SONUÇ VE HUKUKİ DEĞERLENDİRME:
Kişisel verilerin korunması meselesi COVİD-19 kapsamında değerlendirildiğinde; yukarıda detaylıca bahsedildiği üzere, içinde bulunulan süreçte, bir taraftan hasta bireyin verilerinin gizliliğinin yararı diğer yandan ise kamu sağlığının korunması karşı karşıya gelmektedir. Bu noktada ise kamu sağlığının veri gizliliği ile elde edilecek yarardan daha üstün olduğu konusunda tereddüt bulunmamaktadır. Dolayısıyla tüm dünyayı etkisi altına alan COVİD-19 salgının etkilerinin azaltılabilmesi bakımından alınan ve alınacak olan önlemler doğrultusunda kamu sağlığının sağlanması ve korunması gerekmekte olup bu çerçevede birtakım genel ve özel nitelikte kişisel verilerin toplanmasına ihtiyaç duyulduğu açıkça ortadadır. Zira kişinin ismi, adresi, seyahat bilgileri ve sair genel nitelikte kişisel verilere örnek olur iken kişinin sağlık bilgileri ise özel nitelikli kişisel veriye örnek teşkil eder.
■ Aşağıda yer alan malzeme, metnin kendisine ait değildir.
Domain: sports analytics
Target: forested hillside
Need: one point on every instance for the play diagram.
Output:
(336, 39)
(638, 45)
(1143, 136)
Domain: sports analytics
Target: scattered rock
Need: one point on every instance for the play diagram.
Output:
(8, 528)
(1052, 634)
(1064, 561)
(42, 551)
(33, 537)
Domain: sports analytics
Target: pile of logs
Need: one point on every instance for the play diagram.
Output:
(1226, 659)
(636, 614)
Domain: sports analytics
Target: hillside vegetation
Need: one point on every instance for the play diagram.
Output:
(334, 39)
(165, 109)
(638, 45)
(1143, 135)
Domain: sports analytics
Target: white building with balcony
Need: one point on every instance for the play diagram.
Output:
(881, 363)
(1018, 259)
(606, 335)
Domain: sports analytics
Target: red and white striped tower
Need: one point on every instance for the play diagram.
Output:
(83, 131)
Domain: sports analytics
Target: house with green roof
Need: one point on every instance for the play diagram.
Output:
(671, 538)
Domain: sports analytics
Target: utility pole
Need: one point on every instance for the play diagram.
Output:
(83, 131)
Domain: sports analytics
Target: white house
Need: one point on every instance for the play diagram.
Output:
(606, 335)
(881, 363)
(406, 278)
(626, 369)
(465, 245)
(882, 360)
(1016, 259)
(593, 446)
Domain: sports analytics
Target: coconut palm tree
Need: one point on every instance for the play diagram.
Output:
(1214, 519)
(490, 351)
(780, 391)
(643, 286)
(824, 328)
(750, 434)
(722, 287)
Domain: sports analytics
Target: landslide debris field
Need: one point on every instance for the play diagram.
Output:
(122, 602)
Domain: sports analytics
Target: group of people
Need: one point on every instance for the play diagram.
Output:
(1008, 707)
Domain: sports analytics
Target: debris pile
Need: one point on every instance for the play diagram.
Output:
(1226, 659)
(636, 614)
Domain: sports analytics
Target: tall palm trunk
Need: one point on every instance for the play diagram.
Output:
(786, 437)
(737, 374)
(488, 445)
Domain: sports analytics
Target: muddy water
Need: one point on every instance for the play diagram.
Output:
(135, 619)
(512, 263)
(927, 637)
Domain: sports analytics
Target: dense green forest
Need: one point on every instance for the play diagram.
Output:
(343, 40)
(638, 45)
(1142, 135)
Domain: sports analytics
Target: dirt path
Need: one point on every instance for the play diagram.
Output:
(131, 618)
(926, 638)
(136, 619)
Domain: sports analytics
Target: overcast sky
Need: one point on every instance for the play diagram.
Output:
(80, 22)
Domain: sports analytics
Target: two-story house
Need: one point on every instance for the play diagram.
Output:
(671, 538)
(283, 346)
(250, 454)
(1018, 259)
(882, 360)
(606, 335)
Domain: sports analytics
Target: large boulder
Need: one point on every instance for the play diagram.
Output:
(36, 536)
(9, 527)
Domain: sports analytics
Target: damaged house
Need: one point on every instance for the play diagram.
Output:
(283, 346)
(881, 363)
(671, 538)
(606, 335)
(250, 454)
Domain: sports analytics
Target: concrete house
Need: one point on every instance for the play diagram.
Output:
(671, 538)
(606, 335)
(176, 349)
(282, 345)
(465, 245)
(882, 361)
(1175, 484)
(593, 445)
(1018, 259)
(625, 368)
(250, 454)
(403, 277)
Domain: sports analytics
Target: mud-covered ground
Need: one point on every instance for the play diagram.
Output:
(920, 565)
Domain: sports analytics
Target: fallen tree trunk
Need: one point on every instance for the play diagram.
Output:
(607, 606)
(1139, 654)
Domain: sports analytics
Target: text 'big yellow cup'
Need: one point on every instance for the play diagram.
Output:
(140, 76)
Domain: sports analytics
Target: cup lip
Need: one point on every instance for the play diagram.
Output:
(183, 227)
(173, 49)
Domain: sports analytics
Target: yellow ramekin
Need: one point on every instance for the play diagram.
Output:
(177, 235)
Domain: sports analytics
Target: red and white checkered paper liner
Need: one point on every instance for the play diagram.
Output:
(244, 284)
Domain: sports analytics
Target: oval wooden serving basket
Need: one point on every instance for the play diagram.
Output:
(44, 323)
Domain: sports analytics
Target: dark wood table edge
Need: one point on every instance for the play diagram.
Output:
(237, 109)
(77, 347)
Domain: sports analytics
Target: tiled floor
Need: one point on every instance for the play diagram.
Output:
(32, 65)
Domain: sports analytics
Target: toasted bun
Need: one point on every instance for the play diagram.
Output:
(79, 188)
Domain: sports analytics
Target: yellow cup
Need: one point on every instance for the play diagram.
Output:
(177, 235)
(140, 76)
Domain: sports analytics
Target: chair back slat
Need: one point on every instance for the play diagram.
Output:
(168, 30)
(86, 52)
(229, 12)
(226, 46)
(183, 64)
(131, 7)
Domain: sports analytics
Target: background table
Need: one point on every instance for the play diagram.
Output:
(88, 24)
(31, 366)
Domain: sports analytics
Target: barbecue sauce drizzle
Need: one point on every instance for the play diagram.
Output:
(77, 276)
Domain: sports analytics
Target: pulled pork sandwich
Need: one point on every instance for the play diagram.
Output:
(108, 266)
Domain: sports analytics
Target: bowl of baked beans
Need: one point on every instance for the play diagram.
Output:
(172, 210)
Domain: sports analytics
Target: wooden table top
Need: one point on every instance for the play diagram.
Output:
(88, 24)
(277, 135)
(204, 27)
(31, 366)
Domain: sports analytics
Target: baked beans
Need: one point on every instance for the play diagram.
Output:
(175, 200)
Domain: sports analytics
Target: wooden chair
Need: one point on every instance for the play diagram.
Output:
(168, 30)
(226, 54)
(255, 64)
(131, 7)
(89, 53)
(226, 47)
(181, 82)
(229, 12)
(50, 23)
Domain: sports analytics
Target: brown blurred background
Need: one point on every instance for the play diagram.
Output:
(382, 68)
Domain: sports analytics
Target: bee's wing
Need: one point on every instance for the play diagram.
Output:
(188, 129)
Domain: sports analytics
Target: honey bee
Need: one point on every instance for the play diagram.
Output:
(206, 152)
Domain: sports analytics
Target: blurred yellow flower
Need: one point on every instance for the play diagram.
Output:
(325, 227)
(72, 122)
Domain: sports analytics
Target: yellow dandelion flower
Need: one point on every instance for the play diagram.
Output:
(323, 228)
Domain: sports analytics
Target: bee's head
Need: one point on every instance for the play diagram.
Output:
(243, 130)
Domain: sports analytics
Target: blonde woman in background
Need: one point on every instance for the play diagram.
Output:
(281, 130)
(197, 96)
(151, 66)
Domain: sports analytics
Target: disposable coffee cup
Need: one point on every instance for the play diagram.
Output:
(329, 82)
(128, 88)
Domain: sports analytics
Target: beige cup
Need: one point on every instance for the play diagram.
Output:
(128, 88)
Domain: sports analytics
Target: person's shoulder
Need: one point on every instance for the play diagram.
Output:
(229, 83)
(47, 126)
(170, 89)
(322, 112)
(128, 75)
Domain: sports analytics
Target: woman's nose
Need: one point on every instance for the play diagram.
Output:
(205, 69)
Dolayısıyla bu süreçte devletlerin kamu sağlığını sağlama ve koruma amacıyla COVID-19 salgınını önlemek için yapacakları her türlü sınırlamada Anayasa’nın 13. Maddesinde yer alan “Temel hak ve hürriyetler, özlerine dokunulmaksızın yalnızca Anayasanın ilgili maddelerinde belirtilen sebeplere bağlı olarak ve ancak kanunla sınırlanabilir. Bu sınırlamalar, Anayasanın sözüne ve ruhuna, demokratik toplum düzeninin ve lâik Cumhuriyetin gereklerine ve ölçülülük ilkesine aykırı olamaz.” hükmü uyarınca kamu sağlığını koruma amacıyla kullanılacak kısıtlamaların toplumsal bir ihtiyacı karşılayacak nitelikte ve orantılı olması gerektiğini de unutulmamalıdır. Alınan tüm bu önlemler çalışanların/bireylerin kişilerin sağlığını koruma amacı taşısa dahi sağlık verilerinin işlenmesi durumu KVKK kapsamında değerlendirilip şartların varlığının olup olmadığı incelenmelidir.